Fue una guerra intestina desarrollada en Inglaterra con motivo de la sucesión al trono, que se desarrolló entre los años 1455 y 1485, luego de que los ingleses fueran expulsados de Francia.
La familia Lancaster se había apoderado violentamente del trono a fines del siglo XIV, y Enrique V se había hecho popular con sus victorias en el exterior; pero los ingleses se irritaron ´por los desastres sufridos en el Continente con su hijo Enrique VI, que perdió, casi sin resistencia, la Normandía y se casó con una francesa, Margarita de Anjou, sólo conservando para Inglaterra, Calais, en territorio francés.
Ricardo de York liderizó los descontentos y reivindicó la corona, alegando derechos familiares, y de más antigua herencia consanguínea.

Los descendientes de Eduardo III, formaron parte de la dinastía de los Plantagenet, de la cual surgieron dos casas reales: la de Lancaster, cuyo símbolo era una rosa roja, y la de York, cuyo emblema era una flor del mismo tipo, pero blanca. Ambas Casas se enfrentaron en este conflicto, cuyo nombre “Guerra de las Dos Rosas” fue adoptado más tarde, en alusión a las rosas que identificaban a ambos contendientes.
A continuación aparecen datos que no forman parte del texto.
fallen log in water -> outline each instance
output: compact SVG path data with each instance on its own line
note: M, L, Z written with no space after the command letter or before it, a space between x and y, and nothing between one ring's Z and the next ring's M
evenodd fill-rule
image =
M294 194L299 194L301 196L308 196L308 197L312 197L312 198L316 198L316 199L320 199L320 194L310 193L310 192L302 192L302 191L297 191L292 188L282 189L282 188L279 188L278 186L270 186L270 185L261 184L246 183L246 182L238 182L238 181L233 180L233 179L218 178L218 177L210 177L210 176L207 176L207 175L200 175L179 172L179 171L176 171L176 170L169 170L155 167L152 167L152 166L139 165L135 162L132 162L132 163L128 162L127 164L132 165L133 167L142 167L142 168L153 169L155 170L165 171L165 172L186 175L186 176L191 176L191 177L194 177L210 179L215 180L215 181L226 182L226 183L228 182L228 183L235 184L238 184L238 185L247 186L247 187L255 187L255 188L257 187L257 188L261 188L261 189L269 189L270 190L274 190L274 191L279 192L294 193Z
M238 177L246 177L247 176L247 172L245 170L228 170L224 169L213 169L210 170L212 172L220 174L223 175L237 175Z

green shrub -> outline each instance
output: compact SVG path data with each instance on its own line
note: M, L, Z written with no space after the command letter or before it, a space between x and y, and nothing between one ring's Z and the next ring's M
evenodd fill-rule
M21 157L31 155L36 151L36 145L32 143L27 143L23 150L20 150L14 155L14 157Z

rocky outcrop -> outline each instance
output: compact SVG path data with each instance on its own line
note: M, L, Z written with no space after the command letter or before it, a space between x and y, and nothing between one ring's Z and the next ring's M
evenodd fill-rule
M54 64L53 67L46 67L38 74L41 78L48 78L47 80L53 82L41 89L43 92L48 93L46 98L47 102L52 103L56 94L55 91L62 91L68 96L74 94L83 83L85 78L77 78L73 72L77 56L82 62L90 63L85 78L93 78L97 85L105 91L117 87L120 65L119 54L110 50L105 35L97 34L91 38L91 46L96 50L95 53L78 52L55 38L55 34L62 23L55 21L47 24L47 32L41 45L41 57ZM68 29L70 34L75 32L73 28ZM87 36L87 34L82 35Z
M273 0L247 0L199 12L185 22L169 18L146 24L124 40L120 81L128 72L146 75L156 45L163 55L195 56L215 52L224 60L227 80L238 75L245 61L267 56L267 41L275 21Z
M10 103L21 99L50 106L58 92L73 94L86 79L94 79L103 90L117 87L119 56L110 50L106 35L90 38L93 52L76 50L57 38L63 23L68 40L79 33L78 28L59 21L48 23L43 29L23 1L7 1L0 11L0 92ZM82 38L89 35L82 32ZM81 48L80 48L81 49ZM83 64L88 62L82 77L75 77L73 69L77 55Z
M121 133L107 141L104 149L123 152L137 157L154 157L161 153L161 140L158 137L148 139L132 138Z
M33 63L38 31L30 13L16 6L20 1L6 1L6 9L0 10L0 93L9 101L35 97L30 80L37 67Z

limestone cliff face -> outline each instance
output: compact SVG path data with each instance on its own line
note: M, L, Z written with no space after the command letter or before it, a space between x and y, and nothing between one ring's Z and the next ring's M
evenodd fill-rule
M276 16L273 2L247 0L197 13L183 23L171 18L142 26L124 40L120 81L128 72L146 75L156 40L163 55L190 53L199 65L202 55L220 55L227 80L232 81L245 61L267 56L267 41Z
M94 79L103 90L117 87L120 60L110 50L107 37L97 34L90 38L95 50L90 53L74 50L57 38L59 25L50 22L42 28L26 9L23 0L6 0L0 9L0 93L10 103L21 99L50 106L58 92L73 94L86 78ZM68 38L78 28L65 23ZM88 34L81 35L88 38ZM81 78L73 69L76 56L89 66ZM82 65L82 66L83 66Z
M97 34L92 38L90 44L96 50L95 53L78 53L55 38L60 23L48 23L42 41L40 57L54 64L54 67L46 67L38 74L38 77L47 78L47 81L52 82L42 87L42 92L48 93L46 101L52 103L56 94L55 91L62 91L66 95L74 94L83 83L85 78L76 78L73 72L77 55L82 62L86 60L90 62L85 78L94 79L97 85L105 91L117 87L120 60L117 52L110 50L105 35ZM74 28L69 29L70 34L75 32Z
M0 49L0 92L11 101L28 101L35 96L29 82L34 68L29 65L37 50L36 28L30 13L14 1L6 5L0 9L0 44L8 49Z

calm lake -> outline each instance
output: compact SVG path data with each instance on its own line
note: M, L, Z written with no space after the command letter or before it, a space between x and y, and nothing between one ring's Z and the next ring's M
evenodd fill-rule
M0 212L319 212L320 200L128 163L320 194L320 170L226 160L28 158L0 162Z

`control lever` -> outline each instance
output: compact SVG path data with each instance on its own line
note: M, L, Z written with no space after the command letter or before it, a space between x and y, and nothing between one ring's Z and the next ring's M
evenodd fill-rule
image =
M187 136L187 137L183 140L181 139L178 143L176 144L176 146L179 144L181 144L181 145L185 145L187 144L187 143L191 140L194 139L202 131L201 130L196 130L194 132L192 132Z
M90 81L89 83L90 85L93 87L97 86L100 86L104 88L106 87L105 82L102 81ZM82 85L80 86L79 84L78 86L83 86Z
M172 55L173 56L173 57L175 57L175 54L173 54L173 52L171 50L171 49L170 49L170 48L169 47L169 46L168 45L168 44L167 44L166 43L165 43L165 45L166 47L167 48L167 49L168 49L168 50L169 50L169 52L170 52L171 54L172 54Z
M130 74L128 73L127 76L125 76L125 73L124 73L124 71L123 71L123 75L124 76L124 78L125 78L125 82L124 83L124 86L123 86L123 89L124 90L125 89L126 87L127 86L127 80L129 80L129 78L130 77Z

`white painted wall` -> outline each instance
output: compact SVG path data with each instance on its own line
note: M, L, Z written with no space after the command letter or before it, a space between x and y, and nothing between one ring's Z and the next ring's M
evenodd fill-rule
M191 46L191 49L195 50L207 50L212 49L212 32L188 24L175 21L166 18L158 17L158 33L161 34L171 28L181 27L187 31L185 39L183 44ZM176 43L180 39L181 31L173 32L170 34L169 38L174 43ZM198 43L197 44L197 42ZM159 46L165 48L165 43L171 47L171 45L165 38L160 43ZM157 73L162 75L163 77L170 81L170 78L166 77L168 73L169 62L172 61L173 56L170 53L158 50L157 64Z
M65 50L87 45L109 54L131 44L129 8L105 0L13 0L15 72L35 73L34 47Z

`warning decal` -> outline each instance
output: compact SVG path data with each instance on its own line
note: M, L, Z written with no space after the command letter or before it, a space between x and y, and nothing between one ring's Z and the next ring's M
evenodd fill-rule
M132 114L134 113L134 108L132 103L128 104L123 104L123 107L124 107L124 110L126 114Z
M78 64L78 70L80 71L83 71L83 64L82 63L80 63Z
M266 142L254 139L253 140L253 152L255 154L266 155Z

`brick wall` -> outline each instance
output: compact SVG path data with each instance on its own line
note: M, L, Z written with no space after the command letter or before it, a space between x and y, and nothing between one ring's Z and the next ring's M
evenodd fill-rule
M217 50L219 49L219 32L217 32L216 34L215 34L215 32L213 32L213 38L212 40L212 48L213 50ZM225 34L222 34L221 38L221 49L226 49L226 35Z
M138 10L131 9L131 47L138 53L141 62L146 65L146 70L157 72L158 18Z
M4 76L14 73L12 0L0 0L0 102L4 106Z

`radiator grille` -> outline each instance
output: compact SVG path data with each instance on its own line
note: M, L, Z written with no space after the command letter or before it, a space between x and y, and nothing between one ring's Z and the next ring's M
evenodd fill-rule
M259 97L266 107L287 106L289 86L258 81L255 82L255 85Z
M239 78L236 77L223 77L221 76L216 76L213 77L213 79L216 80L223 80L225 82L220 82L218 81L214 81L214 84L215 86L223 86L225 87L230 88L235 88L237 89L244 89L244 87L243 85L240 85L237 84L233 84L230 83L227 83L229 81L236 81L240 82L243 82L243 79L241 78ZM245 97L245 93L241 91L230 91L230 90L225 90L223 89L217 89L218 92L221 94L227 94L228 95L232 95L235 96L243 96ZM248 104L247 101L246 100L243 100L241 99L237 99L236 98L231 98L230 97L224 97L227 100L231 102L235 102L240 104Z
El ministro favorito Suffolk, primero desterrado, después preso y más tarde decapitado sobre una de las naves de la flota, fue la víctima iniciadora de las revueltas, en una de las cuales el aventurero irlandés Cade  llegó hasta apoderarse en pocas horas de Londres. El haber tenido la reina un hijo de Enrique VI, lo que resultaba un obstáculo entre Ricardo de York y el trono, hizo que comenzara seriamente la guerra civil, apoyada por ricos y nobles varones, como Warwick, a quien se llamaba el “hacedor de reyes”. Una de esas faltas de talento que el desdichado Enrique VI había heredado de su abuelo Carlos VI de Francia suministró ocasión al pretendiente para hacerle nombrar por el Parlamento lugarteniente y protector del Estado. Entonces abrió las hostilidades, y consiguió de momento la victoria de Saint-Albans (1445), donde hizo prisionero al rey. Este fue al principio de los combates que se libraron en el curso de esta contienda terrible, que duró nada menos que treinta años, desde 1455 hasta 1485, durante los cuales se libraron doce grandes batallas y un elevado número de luchas parciales. Ochenta príncipes hallaron la muerte, y junto a  ellos casi toda la rancia nobleza inglesa.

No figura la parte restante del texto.